5- Rios. Ecossistema de águas lóticas (ou de águas fluentes) doces que recebem afluentes e acabam no mar, em lagos e lagoas. Os rios talvez sejam os ecossistemas aquáticos mais agredidos pelas sociedades humanas, que os assoreiam, poluem e barram para diversos fins.
6- Lagos. Constituem-se de limnossistemas profundos, como é o caso do Lago Baikal. Também eles estão sofrendo agressões das sociedades humanas.
7- Lagoas. Geralmente, localizam-se na zona costeira, mas podem ocorrer no interior. São limnossistemas lênticos de água doce, fechados ou abertos para rios ou mar. Contando com lâminas d'água delgadas, as lagoas formam ambientes propícios para o desenvolvimento de vegetação aquática e para a diversificação da fauna.
8- Banhados. Podem ser extensas áreas banhadas permanente ou periodicamente, de caráter predominantemente lêntico, com lâmina delgada, entre a lagoa e o brejo. Há banhados de água doce, salgada e salobra. No Brasil, o estado que mais conta com este ecossistema é o Rio Grande do Sul. Poderíamos considerar o Pantanal Matogrossense como um banhado não fosse a sua condição de bioma, o que lhe confere mais complexidade, pois ele conta com banhados, brejos, lagoas e rios no seu interior.
9- Confluências. Assim como os estuários, a confluência entre dois rios cria ambiente bastante propício ao aumento da biodiversidade.
10- Brejos. Normalmente, é limnossistema lêntico de água doce, com lâmina d'água aparente ou lamosa. A luminosidade e o calor favorecem a proliferação de plantas aquáticas, que atraem a fauna aquática, terrestre e alada. Podem ser abertos para um limnossistema lótico permanente ou periodicamente. Do ponto de vista histórico, uma lagoa tende a se transformar em brejo. Com a interferência antrópica, este processo geralmente é acelerado. Há também brejos de água salgada e salobra. No senso comum, o brejo é desprezível, ocupando o lugar antes ocupado pelo manguezal. A legislação brasileira não lhe dá a proteção adequada.
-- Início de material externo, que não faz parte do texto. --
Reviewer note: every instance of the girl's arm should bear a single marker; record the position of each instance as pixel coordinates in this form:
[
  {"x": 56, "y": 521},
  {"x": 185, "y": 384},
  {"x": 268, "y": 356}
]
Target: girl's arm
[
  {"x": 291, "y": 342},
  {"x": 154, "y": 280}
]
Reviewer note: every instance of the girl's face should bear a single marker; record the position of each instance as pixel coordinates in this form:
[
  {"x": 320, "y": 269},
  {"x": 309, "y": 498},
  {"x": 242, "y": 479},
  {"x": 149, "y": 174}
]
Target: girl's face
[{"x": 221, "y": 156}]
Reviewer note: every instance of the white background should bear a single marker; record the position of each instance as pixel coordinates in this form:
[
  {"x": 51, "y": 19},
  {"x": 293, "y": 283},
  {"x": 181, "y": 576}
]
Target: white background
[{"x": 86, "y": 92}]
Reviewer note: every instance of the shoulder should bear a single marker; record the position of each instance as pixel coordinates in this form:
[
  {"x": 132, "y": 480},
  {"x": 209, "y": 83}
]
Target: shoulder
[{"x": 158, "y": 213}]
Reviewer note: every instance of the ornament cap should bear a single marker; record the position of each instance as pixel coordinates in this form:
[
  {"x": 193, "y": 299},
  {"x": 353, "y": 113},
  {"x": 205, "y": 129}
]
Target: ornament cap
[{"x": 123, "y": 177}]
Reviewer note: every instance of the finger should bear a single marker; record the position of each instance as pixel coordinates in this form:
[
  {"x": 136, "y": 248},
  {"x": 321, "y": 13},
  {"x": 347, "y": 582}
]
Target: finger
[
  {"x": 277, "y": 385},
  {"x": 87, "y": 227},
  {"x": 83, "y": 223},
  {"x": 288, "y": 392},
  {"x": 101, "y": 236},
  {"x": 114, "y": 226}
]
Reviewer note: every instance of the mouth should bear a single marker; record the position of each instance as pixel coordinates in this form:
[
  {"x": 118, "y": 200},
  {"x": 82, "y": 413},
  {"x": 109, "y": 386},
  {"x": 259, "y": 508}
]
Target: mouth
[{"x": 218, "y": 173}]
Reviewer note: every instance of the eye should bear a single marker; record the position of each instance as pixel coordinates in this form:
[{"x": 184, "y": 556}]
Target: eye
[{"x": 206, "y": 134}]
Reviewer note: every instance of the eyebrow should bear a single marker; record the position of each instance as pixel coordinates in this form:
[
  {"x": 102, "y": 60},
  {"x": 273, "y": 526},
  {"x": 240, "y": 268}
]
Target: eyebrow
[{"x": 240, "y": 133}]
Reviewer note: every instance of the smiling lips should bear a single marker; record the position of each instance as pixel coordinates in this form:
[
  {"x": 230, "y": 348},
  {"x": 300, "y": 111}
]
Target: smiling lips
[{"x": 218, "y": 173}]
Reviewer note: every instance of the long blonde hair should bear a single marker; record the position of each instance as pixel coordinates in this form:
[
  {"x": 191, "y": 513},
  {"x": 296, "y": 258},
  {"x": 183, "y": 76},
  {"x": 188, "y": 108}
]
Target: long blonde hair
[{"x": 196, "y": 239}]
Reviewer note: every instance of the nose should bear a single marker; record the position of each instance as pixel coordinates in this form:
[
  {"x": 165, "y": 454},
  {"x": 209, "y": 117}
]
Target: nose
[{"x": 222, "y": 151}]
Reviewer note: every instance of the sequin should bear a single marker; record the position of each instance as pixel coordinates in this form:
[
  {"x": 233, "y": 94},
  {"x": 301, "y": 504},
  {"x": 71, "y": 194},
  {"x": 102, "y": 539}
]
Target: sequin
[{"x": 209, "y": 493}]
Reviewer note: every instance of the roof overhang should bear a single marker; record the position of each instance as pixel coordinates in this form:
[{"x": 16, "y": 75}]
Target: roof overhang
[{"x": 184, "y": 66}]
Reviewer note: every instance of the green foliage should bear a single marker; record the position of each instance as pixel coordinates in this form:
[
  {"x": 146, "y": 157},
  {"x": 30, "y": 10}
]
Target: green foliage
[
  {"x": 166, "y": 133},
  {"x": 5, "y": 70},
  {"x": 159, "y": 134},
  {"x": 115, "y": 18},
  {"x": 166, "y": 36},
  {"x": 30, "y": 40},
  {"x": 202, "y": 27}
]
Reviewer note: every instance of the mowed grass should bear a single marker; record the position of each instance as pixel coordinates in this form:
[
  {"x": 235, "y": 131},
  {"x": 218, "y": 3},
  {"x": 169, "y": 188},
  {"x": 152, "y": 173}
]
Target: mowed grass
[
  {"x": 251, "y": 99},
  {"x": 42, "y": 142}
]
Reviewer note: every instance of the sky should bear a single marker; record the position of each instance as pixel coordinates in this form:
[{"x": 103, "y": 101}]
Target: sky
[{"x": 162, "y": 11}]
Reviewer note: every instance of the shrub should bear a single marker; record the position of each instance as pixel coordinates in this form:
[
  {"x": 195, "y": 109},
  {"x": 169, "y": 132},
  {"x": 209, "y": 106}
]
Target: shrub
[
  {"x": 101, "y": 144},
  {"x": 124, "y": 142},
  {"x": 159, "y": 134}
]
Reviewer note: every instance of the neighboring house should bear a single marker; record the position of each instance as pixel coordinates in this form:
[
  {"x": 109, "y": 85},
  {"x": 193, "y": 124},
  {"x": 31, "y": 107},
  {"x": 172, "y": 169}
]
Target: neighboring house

11- Águas subterrâneas. Embora seja difícil classificá-las como ecossistemas, as águas subterrâneas são imprescindíveis para as águas superficiais dos continentes. Também elas têm movimentos. Também elas estão sendo contaminadas por ações humanas.
12- Limnossistemas antrópicos. São aqueles construídos pelas sociedades humanas. O represamento de um rio muda seu regime hídrico com a formação de um lago. Os poços fazem aflorar as águas subterrâneas. Os canais apresentam caráter lótico. Em todos eles, porém, a tendência é a renativização, ou seja, a de serem modificados pela biodiversidade.